I was twiddling the simulation hypothesis, and it raised questions I wanted to explore. The following is entirely for fun and by no means conclusive.
A few days ago, I was thinking of Cantor’s Diagonal Argument (a proof of different sizes of infinity) and connected it to Shannon’s Information Theory (in particular about encoding information and efficient storage), and the Simulation Hypothesis (that our world is a simulation).
The question that came to mind is: What are the limits for simulations?
I find the question interesting having worked on games, trying to create real-time experiences for players, and the scope and challenges we face. There are constraints on building the assets for games, rendering the environment, audio, streaming data since it can’t be in memory all the time, computing the next frame from the previous, etc.
Simulations are bounded by what substrate (what is doing the simulation) is capable of processing. For example, if we are in a simulation, and our substrate is finite, we are necessarily finite.
This is where real numbers come to mind. If space is continuous instead of discrete, then encoding could require infinite storage to store position. If time is continuous, computing change is similarly non-trivial. An alternative is relying on a proxy representation of the simulating substrate itself (in which case that could be reflected in the simulation).

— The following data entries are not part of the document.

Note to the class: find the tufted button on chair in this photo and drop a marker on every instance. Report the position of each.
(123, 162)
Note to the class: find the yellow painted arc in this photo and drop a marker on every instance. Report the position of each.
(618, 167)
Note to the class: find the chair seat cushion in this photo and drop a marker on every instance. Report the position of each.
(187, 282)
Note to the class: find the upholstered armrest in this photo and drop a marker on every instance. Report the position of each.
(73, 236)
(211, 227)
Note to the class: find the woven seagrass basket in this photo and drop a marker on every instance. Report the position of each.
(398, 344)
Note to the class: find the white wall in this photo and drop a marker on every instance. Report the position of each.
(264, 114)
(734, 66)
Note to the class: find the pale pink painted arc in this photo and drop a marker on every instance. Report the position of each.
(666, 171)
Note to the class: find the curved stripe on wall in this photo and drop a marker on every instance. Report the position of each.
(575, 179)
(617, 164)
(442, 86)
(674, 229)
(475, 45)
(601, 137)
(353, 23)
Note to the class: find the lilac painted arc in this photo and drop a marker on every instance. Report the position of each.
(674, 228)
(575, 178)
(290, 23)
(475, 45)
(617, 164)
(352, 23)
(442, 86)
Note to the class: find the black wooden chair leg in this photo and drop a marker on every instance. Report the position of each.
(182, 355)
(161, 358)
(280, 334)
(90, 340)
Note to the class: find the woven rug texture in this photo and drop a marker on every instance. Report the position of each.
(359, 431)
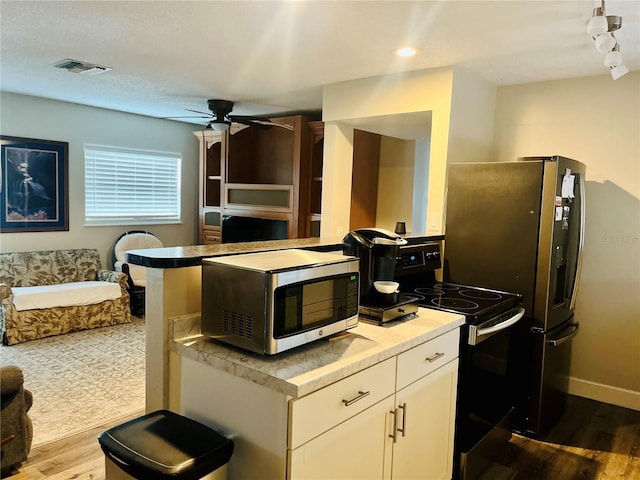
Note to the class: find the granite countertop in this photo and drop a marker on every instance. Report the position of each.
(310, 367)
(191, 256)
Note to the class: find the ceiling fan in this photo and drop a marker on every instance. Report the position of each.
(221, 118)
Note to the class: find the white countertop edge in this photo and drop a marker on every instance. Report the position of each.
(306, 369)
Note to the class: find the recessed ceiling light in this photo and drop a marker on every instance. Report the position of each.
(406, 52)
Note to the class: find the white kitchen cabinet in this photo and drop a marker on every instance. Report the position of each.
(328, 410)
(407, 435)
(357, 449)
(426, 408)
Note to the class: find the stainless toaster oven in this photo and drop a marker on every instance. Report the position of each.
(269, 302)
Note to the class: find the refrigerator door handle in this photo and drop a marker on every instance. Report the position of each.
(572, 305)
(556, 342)
(501, 326)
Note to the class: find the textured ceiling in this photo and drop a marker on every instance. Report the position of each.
(273, 57)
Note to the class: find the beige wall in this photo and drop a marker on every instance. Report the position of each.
(32, 117)
(351, 103)
(595, 120)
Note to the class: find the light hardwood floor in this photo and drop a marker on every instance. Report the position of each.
(592, 441)
(77, 457)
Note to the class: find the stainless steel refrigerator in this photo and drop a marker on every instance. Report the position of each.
(519, 227)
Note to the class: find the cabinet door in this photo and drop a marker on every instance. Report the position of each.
(426, 449)
(355, 449)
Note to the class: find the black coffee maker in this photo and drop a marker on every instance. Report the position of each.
(377, 250)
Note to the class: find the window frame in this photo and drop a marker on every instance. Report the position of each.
(136, 161)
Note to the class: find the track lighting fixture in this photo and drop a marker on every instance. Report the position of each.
(598, 22)
(601, 28)
(618, 71)
(614, 57)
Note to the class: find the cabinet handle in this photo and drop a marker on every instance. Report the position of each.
(403, 430)
(434, 357)
(394, 435)
(360, 396)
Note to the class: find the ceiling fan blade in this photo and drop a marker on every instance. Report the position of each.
(187, 116)
(208, 114)
(258, 122)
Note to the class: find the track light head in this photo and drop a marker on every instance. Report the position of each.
(598, 23)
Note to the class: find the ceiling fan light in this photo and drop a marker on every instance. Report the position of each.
(618, 71)
(220, 125)
(613, 58)
(605, 42)
(598, 23)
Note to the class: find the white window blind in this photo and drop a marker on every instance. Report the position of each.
(125, 186)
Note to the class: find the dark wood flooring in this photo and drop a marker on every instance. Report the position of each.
(592, 441)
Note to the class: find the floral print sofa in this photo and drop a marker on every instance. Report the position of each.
(79, 293)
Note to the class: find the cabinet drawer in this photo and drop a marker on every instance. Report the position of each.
(423, 359)
(319, 411)
(210, 237)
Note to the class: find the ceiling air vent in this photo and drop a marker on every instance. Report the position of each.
(76, 66)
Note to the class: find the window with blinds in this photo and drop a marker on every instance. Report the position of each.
(126, 187)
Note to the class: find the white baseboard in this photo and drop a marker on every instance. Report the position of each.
(604, 393)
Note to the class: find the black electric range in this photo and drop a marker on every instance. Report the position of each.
(486, 376)
(475, 303)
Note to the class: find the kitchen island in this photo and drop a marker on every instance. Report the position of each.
(339, 407)
(173, 289)
(371, 402)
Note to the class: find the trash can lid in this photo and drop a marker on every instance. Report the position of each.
(163, 444)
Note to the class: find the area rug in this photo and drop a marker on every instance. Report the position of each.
(81, 380)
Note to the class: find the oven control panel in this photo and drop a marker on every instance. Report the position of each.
(418, 258)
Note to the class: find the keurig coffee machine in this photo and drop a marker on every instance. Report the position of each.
(377, 249)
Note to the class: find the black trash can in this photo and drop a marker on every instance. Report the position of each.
(164, 445)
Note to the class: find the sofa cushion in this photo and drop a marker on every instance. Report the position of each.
(64, 295)
(50, 267)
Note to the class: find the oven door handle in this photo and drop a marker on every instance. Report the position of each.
(573, 331)
(502, 325)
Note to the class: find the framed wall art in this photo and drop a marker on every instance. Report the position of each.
(34, 185)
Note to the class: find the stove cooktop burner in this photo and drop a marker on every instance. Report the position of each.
(429, 291)
(475, 303)
(481, 294)
(454, 303)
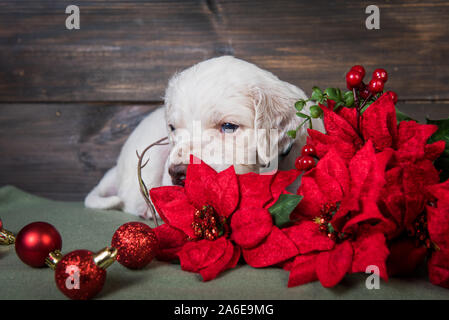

To demonstrate the difference, the first is like computer games, where we represent the world as information stored in the computer. The second is like a projection of a real thing, like a shadow of a tree, where there is a tree, but we only get to observe the shadow as part of the simulation.
A continuum would make a simulation extremely unlikely due to storage and computation issues.
An alternative that came to mind to avoid real numbers is to use algebraic numbers instead (numbers that can be expressed as roots of polynomials). Algebraic numbers only work if all the underlying math of the simulation is algebraic. The algebraic scenario is interesting as any phenomena that involve non-algebraic behaviour may indicate that a simulation isn’t practical.
For example, we have phenomena that act as waves (which, in pure form, cannot be expressed algebraically) and particles. The complexity could be reduced to something algebraic and computable, such as using the Taylor series (https://en.wikipedia.org/wiki/Taylor_series) expansion for sine waves, only computing a finite number of terms.
Forces such as gravity are a more concerning example. As distance increases for forces, the precision required (and corresponding storage requirement) to model them grows. To constrain forces, the simulation would need to be finite in scope.
Even with algebraic computation, the scope of simulating the universe (our galaxy, or even our solar system) is a phenomenal feat. The most practical simulation would be individual thinking beings and manipulating perception, like Descartes’ evil demon.
Besides representation, there is the problem of computation. How is each ‘step’ of the universe computed from the previous? If the substrate is as vast as ours, the computing resources would be even more immense to process efficiently, particularly for interactions at great distances. To remedy the distance problem, if an arbitrary number of dimensions were at your disposal, you could arrange the data within a fixed distance of the origin of as many dimensions as needed. However, it shifts the computation challenge to navigating the volume.
Those were my musings. Some of these challenges might have interesting solutions, but that’s a project for another day.